The vector processor of claim 15, wherein the second reduction result and the first reduction result have the same bit length.

For the vector processor described in claim 15, the second reduction operation includes: The number of iterations of arithmetic and logical operations on the plurality of even parts and the plurality of odd parts in the first reduction result is determined according to the sub-element length and the element length to generate the second reduction result.

For the vector processor described in claim 15, the second reduction operation includes: Arithmetic and logical operations are performed on the plurality of even parts and the plurality of odd parts in the first reduction result in one cycle according to the sub-element length and the element length to generate the second reduction result.

The vector processor of claim 15, wherein the first channel includes: The third multiplexer selects one of the even part of the channel output or a sub-element of the first operand as the first input source according to the status parameter; The fourth multiplexer selects the odd part of the channel output or one of the plurality of sub-elements in the first operation element as the second input source according to the state parameter; an arithmetic logic unit coupled to the third multiplexer and the fourth multiplexer for performing arithmetic logic operations on the first input source and the second input source to generate the channel output ; A fast reduction circuit, coupled to the arithmetic logic circuit, performs arithmetic logic operations on the even part and the odd part in the channel output within one cycle according to the sub-element length and the element length to generate fast reduction. about the results; and A fifth multiplexer, coupled to the arithmetic logic unit and the fast reduction circuit, is used to select one of the channel output or the fast reduction result as the second reduction result.

An element-wise reduction method, including: Load the first operand and the second operand according to the first state parameter, and perform a first reduction operation on the first operand and the second operand to generate a first reduction result; and A second reduction operation is performed on the first part and the second part of the first reduction result according to the second state parameter to generate a second reduction result.

The element reduction method as claimed in claim 20, wherein the second reduction result and the first reduction result have the same bit length.

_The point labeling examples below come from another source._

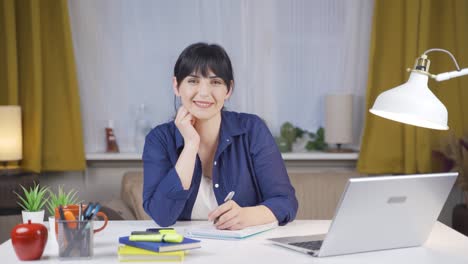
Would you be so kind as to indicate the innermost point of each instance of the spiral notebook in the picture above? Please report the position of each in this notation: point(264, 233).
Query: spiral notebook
point(210, 231)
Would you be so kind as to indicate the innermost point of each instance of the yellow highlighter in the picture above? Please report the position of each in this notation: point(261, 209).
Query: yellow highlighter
point(167, 237)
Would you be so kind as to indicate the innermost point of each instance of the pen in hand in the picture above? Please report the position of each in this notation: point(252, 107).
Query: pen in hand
point(228, 198)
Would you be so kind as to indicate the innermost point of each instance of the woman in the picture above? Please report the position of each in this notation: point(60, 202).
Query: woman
point(193, 162)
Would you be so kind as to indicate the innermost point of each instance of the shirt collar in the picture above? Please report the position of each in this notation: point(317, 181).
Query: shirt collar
point(230, 127)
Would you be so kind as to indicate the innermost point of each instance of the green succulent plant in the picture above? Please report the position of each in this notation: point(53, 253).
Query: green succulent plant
point(32, 199)
point(61, 198)
point(289, 133)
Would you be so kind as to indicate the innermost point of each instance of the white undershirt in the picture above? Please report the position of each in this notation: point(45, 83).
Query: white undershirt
point(206, 200)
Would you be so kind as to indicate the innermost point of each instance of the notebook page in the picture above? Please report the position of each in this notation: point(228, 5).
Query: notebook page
point(210, 231)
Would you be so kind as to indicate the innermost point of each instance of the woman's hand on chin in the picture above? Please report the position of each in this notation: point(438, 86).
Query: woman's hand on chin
point(185, 123)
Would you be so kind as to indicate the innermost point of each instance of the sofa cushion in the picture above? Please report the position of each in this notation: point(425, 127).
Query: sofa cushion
point(132, 193)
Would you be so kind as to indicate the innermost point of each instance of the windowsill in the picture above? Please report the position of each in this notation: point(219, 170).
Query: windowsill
point(318, 155)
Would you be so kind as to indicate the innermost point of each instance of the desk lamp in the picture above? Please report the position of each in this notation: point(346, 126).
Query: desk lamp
point(11, 146)
point(412, 102)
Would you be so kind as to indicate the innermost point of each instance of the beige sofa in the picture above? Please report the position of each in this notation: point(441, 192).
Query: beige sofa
point(317, 191)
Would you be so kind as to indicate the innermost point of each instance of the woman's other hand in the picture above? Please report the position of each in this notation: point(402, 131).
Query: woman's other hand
point(185, 122)
point(231, 216)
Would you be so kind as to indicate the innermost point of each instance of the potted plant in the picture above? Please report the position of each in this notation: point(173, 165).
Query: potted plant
point(32, 201)
point(55, 200)
point(453, 156)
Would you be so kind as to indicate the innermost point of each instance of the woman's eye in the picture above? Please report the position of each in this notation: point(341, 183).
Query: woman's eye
point(217, 82)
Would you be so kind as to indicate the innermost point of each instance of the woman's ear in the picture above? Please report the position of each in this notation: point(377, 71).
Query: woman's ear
point(175, 86)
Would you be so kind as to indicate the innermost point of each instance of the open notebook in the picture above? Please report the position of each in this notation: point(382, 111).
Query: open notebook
point(210, 231)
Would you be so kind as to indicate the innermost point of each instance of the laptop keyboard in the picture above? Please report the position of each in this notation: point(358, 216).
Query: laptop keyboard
point(312, 245)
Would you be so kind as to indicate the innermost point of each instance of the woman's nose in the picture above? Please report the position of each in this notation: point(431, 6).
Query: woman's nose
point(204, 90)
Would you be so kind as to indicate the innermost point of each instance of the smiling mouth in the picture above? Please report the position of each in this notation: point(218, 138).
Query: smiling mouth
point(202, 104)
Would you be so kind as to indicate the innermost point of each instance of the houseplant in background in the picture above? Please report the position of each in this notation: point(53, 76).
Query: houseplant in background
point(452, 155)
point(290, 133)
point(32, 201)
point(55, 200)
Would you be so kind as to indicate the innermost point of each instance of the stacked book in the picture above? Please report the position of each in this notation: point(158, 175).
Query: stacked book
point(163, 245)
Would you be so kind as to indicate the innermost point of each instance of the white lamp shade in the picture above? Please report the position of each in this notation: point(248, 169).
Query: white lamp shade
point(412, 103)
point(11, 143)
point(339, 118)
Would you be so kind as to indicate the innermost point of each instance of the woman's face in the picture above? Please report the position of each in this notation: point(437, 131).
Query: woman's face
point(202, 97)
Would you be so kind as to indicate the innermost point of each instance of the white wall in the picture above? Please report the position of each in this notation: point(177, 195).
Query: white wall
point(286, 55)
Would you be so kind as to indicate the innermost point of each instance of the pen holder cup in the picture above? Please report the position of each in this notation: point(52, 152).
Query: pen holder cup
point(74, 208)
point(75, 239)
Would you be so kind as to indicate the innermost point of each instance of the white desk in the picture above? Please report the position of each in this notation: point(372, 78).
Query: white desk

As for the element reduction method described in claim 20, the second reduction operation includes: The number of iterations of arithmetic and logical operations on the plurality of even parts and the plurality of odd parts in the first reduction result is determined according to the sub-element length and the element length to generate the second reduction result.

As for the element reduction method described in claim 20, the second reduction operation includes: Arithmetic and logical operations are performed on the plurality of even parts and the plurality of odd parts in the first reduction result in one cycle according to the sub-element length and the element length to generate the second reduction result.